PALI, s. The name of the sacred language of the Southern Buddhists, in fact, according to their apparently well-founded tradition Magadhī, the dialect of what we now call South Bahar, in which Sakya Muni discoursed. It is one of the Prākrits (see [PRACRIT]) or Aryan vernaculars of India, and has probably been a dead language for nearly 2000 years. Pāli in Skt. means 'a line, row, series'; and by the Buddhists is used for the series of their Sacred Texts. Pālī-bhāshā is then 'the language of the Sacred Texts,' i.e. Magadhī; and this is called elliptically by the Singhalese Pālī, which we have adopted in like use. It has been carried, as the sacred language, to all the Indo-Chinese countries which have derived their religion from India through Ceylon. Pālī is "a sort of Tuscan among the Prākrits" from its inherent grace and strength (Childers). But the analogy to Tuscan is closer still in the parallelism of the modification of Sanskrit words, used in Pālī, to that of Latin words used in Italian.
Robert Knox does not apparently know by that name the Pālī language in Ceylon. He only speaks of the Books of Religion as "being in an eloquent style which the Vulgar people do not understand" (p. 75); and in another passage says: "They have a language something differing from the vulgar tongue (like Latin to us) which their books are writ in" (p. 109).
1689.—"Les uns font valoir le style de leur Alcoran, les autres de leur Báli."—Lettres Edif. xxv. 61.
1690.—"... this Doubt proceeds from the Siameses understanding two Languages, viz., the Vulgar, which is a simple Tongue, consisting almost wholly of Monosyllables, without Conjugation or Declension; and another Language, which I have already spoken of, which to them is a dead Tongue, known only by the Learned, which is called the Balie Tongue, and which is enricht with the inflexions of words, like the Languages we have in Europe.

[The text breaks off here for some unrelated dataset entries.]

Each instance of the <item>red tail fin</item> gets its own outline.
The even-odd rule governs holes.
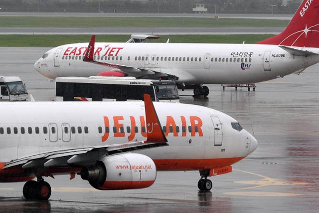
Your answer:
[[[91,40],[88,46],[88,49],[86,50],[84,61],[92,61],[93,60],[93,54],[94,54],[94,43],[95,43],[95,35],[92,35]]]
[[[144,94],[145,115],[146,116],[146,131],[148,133],[147,142],[167,142],[163,130],[160,123],[154,105],[148,94]]]
[[[319,0],[304,0],[281,33],[257,43],[319,47]]]

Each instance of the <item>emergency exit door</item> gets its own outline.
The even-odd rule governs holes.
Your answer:
[[[213,132],[214,133],[214,145],[221,146],[223,143],[223,129],[220,120],[217,116],[210,116],[213,122]]]

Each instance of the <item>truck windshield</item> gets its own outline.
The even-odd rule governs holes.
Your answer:
[[[12,95],[27,94],[26,89],[22,81],[7,82],[6,85],[9,88],[10,94]]]
[[[175,85],[159,85],[157,97],[159,100],[178,99],[178,91]]]

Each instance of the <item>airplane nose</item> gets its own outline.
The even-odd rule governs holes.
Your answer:
[[[256,138],[252,135],[250,136],[250,148],[249,148],[249,154],[254,152],[257,148],[258,142]]]

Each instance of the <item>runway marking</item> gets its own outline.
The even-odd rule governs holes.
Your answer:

The terms of Religion and Justice, the names of Offices, and all the Ornaments of the Vulgar Tongue are borrow'd from the Balie."—De la Loubère's Siam, E.T. 1693, p. 9.
1795.—"Of the ancient Pállis, whose language constitutes at the present day the sacred text of Ava, Pegue, and Siam, as well as of several other countries eastward of the Ganges: and of their migration from India to the banks of the Cali, the Nile of Ethiopia, we have but very imperfect information.[[202]] ... It has been the opinion of some of the most enlightened writers on the languages of the East, that the Pali, the sacred language of the priests of Boodh, is nearly allied to the Shanscrit of the Bramins: and there certainly is much of that holy idiom engrafted on the vulgar language of Ava, by the introduction of the Hindoo religion."—Symes, 337-8.
1818.—"The [Talapoins] ... do apply themselves in some degree to study, since according to their rules they are obliged to learn the Sadà, which is the grammar of the Palì language or Magatà, to read the Vini, the Padimot ... and the sermons of Godama.... All these books are written in the Palì tongue, but the text is accompanied by a Burmese translation. They were all brought into the kingdom by a certain Brahmin from the island of Ceylon."—Sangermano's Burmese Empire, p. 141.
[1822.—"... the sacred books of the Buddhists are composed in the Balli tongue...."—Wallace, Fifteen Years in India, 187.]